That gaffe in the credits was doubtless just a
typographic slip, but a usefully Freudian one. Déni in French means “denial” in the strong, psychoanalytic sense –
a type of repression. There is not much denial in Denis’ own films, including Trouble Every Day (2001) and The Intruder (2004). Or, when there is, it is a sure sign of
disturbance, unresolved conflicts and blocked desires – like in her masterpiece
about a Foreign Legion patrol in Dijbouti, Beau travail (1999). Was
Denis fondly recalling Sweet Movie –
a film dedicated to the overcoming of all inhibitions – when she decided to
stage, early on in High Life, the scene
of a father playfully teaching his baby daughter this intriguing word, “taboo”?

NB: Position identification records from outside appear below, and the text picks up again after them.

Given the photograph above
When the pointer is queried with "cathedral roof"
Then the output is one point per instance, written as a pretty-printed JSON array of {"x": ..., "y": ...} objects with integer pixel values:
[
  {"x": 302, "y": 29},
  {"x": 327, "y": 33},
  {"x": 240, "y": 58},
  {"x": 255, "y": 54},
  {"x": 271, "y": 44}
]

(This is, by the way, the first time that the cosmopolitan Denis has shot a
film entirely in English. Curiously, her first thought, long ago, for the lead
role was Vincent Gallo – prompting memories of his strange spaceman role in
María Lídon’s clunky SF piece Stranded [2001].)
By the way, this Dad and child happen to be floating
in outer space. High Life opens with
the strangest and most beguiling introduction to any “space opera” in cinema: while
Monte (Robert Pattinson) works at fixing a fault on the exterior of the vessel,
he monitors, through an earpiece, little Willow (Scarlett Lindsey) inside. When
the girl cries out sharply, Monte flinches and loses his humble spanner in the
void. This is the closest the film ever comes to the type of deep-space action
familiar from 2001: A Space Odyssey (1968) or Gravity (2013).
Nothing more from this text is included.